Jennifer tried to remember if she had or not; surely she must have seen them some time, other than at the cinema. Surely she must have? In any case, she couldn’t possibly say she hadn’t. Recollection came to her just in time, and saved her from having to tell a lie. “I saw them in the procession when Princess Elizabeth got married,” she said. “I was standing in the Mall; they passed quite close.”
“How marvellous! The Mall—that’s the avenue between Buckingham Palace and the Admiralty Arch, isn’t it?”
“That’s right.” It was incredible how much Angela knew about London.
“Did you see Princess Elizabeth, too?”
Jennifer nodded.
“And the Duke of Edinburgh?”
“Yes. I’ve seen them several times.”
“Tell me—do they look like their pictures?”
“Yes, I think so—as much as anyone looks like their picture. They look very good sorts.”
“It must be wonderful to see them close to, like that,” Angela said. “I suppose you’ve seen everything there is to see in London?”
“I don’t know about that,” said Jennifer. “I lived in London for two years, but I was outside in one of the suburbs, at a place called Blackheath. I worked in an office there. I didn’t see an awful lot of London, really.”
“I’m going to London next year, if the wool holds up,” said Angela. “I want to get a job in one of the big hospitals. Have you ever seen Winston Churchill?”
“I’m not sure,” said Jennifer. “I’ve seen him on the pictures so many times, one gets muddled up.” She searched for a palliative for her disgrace. “I’ve seen Bob Hope.”
“Have yo
u really? Have you seen any other film stars?”
“One or two. I saw Dennis Price once, at a dance.”

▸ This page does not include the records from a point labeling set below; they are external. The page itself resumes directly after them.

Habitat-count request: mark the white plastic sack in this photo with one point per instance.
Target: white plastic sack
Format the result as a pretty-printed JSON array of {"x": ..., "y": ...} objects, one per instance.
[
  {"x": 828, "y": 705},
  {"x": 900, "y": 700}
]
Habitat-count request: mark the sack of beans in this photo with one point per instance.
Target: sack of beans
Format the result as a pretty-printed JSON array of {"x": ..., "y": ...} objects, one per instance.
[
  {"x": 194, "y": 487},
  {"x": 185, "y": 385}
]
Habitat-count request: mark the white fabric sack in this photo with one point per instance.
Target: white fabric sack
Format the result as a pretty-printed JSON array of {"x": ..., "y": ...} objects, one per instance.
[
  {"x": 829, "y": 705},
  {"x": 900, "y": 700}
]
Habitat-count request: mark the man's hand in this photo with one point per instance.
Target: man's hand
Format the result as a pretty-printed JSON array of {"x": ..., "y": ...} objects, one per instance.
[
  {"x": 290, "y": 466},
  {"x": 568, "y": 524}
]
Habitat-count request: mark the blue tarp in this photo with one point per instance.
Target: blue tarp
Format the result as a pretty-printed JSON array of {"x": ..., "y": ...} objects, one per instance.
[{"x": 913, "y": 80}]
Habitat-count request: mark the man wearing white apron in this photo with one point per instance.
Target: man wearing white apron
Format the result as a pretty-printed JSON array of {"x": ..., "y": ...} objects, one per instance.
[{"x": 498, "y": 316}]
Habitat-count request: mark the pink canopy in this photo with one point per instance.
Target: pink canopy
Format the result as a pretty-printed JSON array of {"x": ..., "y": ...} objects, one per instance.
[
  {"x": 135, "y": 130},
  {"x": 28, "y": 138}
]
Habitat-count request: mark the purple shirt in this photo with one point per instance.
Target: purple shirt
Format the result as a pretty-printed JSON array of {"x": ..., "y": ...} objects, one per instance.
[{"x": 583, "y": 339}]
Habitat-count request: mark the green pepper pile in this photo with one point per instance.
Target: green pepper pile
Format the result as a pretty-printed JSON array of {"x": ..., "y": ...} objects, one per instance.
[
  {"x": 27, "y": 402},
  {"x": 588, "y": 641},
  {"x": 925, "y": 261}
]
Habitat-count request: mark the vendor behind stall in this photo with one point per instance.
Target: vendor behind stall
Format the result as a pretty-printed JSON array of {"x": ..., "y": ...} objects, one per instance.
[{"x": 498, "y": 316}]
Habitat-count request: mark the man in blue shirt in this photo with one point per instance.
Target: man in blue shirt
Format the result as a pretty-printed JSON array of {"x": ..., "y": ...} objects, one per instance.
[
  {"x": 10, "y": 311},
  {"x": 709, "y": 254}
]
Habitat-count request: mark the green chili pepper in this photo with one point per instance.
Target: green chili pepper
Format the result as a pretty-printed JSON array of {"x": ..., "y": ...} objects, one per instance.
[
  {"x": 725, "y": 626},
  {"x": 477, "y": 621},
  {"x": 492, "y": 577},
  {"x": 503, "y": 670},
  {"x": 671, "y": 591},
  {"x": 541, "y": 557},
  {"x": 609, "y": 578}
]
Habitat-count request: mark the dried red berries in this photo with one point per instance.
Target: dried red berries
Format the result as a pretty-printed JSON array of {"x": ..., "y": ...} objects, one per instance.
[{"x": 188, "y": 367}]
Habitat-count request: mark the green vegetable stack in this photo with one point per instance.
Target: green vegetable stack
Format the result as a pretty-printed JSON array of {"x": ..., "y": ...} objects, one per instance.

“You are lucky. Have you seen Ingrid Bergman? I think she’s beaut.”
It went on and on, long after they were both in bed and growing sleepy. To Angela the English girl was a visitor from another planet, a beautiful rose-coloured place where everything that happened was important to the world. “I should think you’ll find it awfully dull in Melbourne, after living in London,” she said once. “Nothing interesting ever happens here.”
Jennifer could have answered that nothing interesting ever happened in Blackheath, but she forbore to; she had not known Angela for long enough to damp such a guileless enthusiasm for England and everything English. She herself, so far, had found Australia far more interesting than England. She liked the prosperous dignity of Melbourne better than the shabby austerity of London; she was deeply and inarticulately pleased with the good country she had seen that day, with the brilliant birds and the novel beasts that roamed the woods and pastures where there were so few people to disturb them. She could do without the sight and the propinquity of famous or of interesting people in return for these good things, for a time anyway.
She slept well, and woke with the first light of dawn to the sound of people moving about in the homestead; she looked at her watch and found that it was half-past five. Outside was sunshine and a man’s step in the yard; she rolled sleepily out of bed and sat on the edge. Angela opened an eye and said, “What’s the time?”
“Half-past five.”
“We don’t get up till eight. I never do.”
“People seem to be moving about.”
“It’s only Mummy. She gets up in the middle of the night all the year round.” Angela rolled over firmly and went to sleep again.
Jennifer got up and dressed in jumper and slacks, and found Jane Dorman drinking a cup of tea at the table in the kitchen; the fire was already lit in the new stove. She poured Jennifer a cup. “You didn’t have to get up,” she said. “Angela isn’t, is she? I thought not. I often get a bit of cooking done before breakfast, in the hot weather. It’s better than having the stove going in the middle of the day.”